Dans la première espèce (n° 12-27.701), une danseuse avait été engagée dans le cadre de contrats de travail à durée déterminée d’usage qui se sont succédé sur une période de plus de dix années. Puis, à l’issue d’un congé parental, la salariée n’est pas réengagée. Elle saisit la juridiction prud’homale aux fins d’obtenir la requalification des contrats d’usage en un contrat à durée indéterminée et des dommages-intérêts pour discrimination. Les juges du fond condamnent l’employeur à lui payer des dommages-intérêts pour discrimination au seul motif que l’employeur subordonnait la poursuite du contrat de travail à un état physique et esthétique, sans justifier en l’espèce d’un quelconque programme d’aide et de soutien pour permettre à la salariée de retrouver des capacités optimales. La Cour de cassation censure néanmoins cette position en considérant que « le manquement de l’employeur à l’obligation de formation prévue par l’article L. 1225-59 du code du travail ne constitue pas à lui seul une discrimination illicite ».
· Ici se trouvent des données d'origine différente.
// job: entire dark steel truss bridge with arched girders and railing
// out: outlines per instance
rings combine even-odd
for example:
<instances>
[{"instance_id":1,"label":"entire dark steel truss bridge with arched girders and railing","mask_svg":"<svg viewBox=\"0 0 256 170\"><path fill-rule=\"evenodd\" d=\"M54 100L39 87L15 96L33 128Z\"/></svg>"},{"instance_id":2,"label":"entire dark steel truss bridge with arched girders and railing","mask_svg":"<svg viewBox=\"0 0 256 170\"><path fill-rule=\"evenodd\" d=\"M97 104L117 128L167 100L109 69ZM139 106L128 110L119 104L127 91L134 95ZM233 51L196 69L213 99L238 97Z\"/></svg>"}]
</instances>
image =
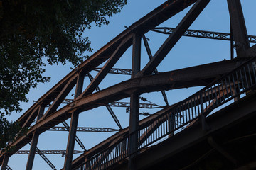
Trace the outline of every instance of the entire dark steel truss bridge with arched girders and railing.
<instances>
[{"instance_id":1,"label":"entire dark steel truss bridge with arched girders and railing","mask_svg":"<svg viewBox=\"0 0 256 170\"><path fill-rule=\"evenodd\" d=\"M217 154L225 159L225 164L221 162L224 169L255 168L255 157L247 157L245 150L255 154L252 143L256 134L253 114L256 111L256 45L250 46L250 43L255 43L256 37L247 35L240 0L227 1L230 33L188 30L210 0L169 0L129 26L18 118L28 133L9 143L14 149L1 151L1 169L11 169L8 161L13 154L28 154L26 169L32 169L35 154L40 154L52 169L56 168L45 154L62 154L63 169L164 169L165 166L198 169L208 163L209 158L215 160ZM188 6L192 7L176 28L158 27ZM168 35L154 55L144 35L149 31ZM183 35L230 41L230 60L159 72L157 67ZM142 40L149 62L140 68ZM113 68L131 46L132 69ZM102 63L105 63L103 67ZM97 71L95 77L92 71ZM100 89L107 74L126 74L130 78ZM85 77L90 79L88 86L83 85ZM204 87L185 100L169 105L166 91L194 86ZM68 94L73 89L74 98L70 99ZM161 91L166 106L141 97L154 91ZM129 98L130 102L120 102L123 98ZM227 107L216 111L227 103ZM80 113L100 106L107 108L119 129L78 127ZM129 127L122 128L112 107L127 108ZM139 121L140 114L149 115L139 113L139 108L161 109ZM70 124L65 122L69 118ZM57 126L60 123L63 126ZM47 130L69 131L66 150L38 149L38 137ZM118 132L87 150L76 136L77 131ZM82 148L82 154L73 159L73 154L81 153L74 150L75 142ZM31 145L29 151L20 150L27 144ZM238 154L231 152L229 146L236 148ZM241 152L243 154L239 154ZM210 153L213 154L208 156Z\"/></svg>"}]
</instances>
Dans la seconde espèce rapportée (n° 11-14.426), la Cour devait répondre à la question de savoir si l’insuffisance d’actions en formation est de nature à constituer une violation d’une liberté fondamentale. Une salariée au terme de différents congés, dont en dernier lieu un congé parental d’éducation, a repris le travail le 22 octobre 2007. Le 21 décembre 2007, elle est licenciée pour insuffisance professionnelle et comportement inadapté. Contestant la rupture de son contrat de travail, la salariée saisit la juridiction prud’homale aux fins d’obtenir diverses sommes au titre de l’exécution et de la rupture de son contrat de travail. Les juges du fond retiennent que l’insuffisance professionnelle reprochée à la salariée, après douze jours de travail effectif et une interruption professionnelle quasi continue de plus de onze années, s’explique par l’indigence de la formation professionnelle qui lui a été dispensée pendant cette période de reprise de douze jours qui était censée lui permettre de faire face aux changements de techniques et des méthodes de travail. Par conséquent, considérant que le licenciement est intervenu en violation de l’article L. 1225-59 du code du travail et du droit fondamental à la formation de tout salarié, les juges du fond déclarent le licenciement nul. La Cour de cassation censure néanmoins cette position au motif, d’une part, que « le juge ne peut, en l’absence de disposition le prévoyant et à défaut de violation d’une liberté fondamentale, annuler le licenciement ». Cette solution s’inscrit dans le sillage de décisions antérieures. La Cour rappelle ainsi le principe « pas de nullité sans texte ». D’autre part, la Cour est venue préciser que « la méconnaissance par l’employeur du droit au salarié à une action de formation professionnelle prévu par l’article L. 1225-59 du code du travail ne caractérise par la violation d’une liberté fondamentale ». Cette position ne manquera pas d’être discutée en doctrine, notamment à l’aune de la Charte des droits fondamentaux de l’Union européenne qui dispose en son article 14 que « toute personne a droit à l’éducation, ainsi qu’à l’accès à la formation professionnelle et continue ».